Andre heard an interview on the radio the other day between the host and a
retired Christian banker named Leo Andringa. Here are some excerpts:
".., over the past twenty years, international trade in money has increased
not four times, but ONE HUNDRED times! ...Billions of euros, dollars, yen and
other units of currency flip from one side of the world to the other instantly
each day. People also think up and try out more and more financial instruments
in the trade of both stocks and goods, such as stock options, swaps, futures
and other so-called derivatives. ...These developments in international
currency speculation have gradually led to the remarkable situation that the
volume of international trade in money and money products is now, as mentioned,
ONE HUNDRED TIMES GREATER than the total volume of international trade in goods
and services. Money is therefore not merely the flip side of the goods and
services coin. IT HAS BECOME AN INDEPENDENT GOOD OR PRODUCT IN ITS OWN RIGHT.
..."
"What people buy and what people sell, in other words what people VALUE, can
never be contained by any intellectual formula." (LILA, p 225)
dmb says:
Yes, I've heard the same thing from regular economists.
Isn't it interesting how this situation parallels the larger philosophical
problem that Pirsig sets his sights upon. When reason dominates and
abstractions rule, we value symbols more than the actualities they represent.
The fact that this extends to economics seems to show that we are consistent in
our foolishness.
In recent years we've all heard about bubbles bursting. The tech bubble, the
dot com bubble, and more recently the housing bubble. This are
industry-specific versions of this broader, global discrepancy between the
money in circulation and the actual assets on the ground. And these bubbles
have been intentionally created, usually by Greenspan at the Fed. It used to be
that the Federal Reserve Bank could speed up a slowing economy by lowering
interest rates, but they tinkered so often that they lowered it down to nothing
and there was no more room to go any lower. So, as they dreamed up increasingly
desperate ways to keep the economy from sputtering out these bubbles were
manufactured. And of course the bad thing about bubbles is that there's no
there there. It's a fragile, unstable form that contains nada. The housing
bubble is directly related to the creation of a new financial instrument
wherein mortgage contracts are bundled into huge packages and sold to investors
all ove
r the world. When that became the central aim, the banks got very, very sloppy
about the actual value and quality of the mortgage contracts. They were loaning
the price of a house to people with no job, no income and no assets.

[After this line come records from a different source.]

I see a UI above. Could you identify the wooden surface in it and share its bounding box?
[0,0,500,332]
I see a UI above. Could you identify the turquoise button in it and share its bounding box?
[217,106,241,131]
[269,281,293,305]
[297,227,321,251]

Paul Krugman explained this in editorials and articles and warned of its danger
6 or 7 years ago. I'd bet he wasn't the only one who saw it coming.
It seems that infrastructure spending is a more realistic way to stimulate the
economy. No only does it produce a lot of paychecks during construction, when
you're done the nation has a real, tangible asset. That's real wealth. Stuff
you can use, like roads, bridges and more imaginative conveniences. Everybody
can see that the energy and transportation sectors are on the verge of a major
transformation and there's really no choice about if we're going to have to
switch. Oil is finite. Period. Let's get crackin' before it gets rough. And
since tanks and jets don't run without lakes of fuel, it will get rough.
Nations will fight to keep their defense infrastructure viable, no matter what
other interests or power arrangements they may have.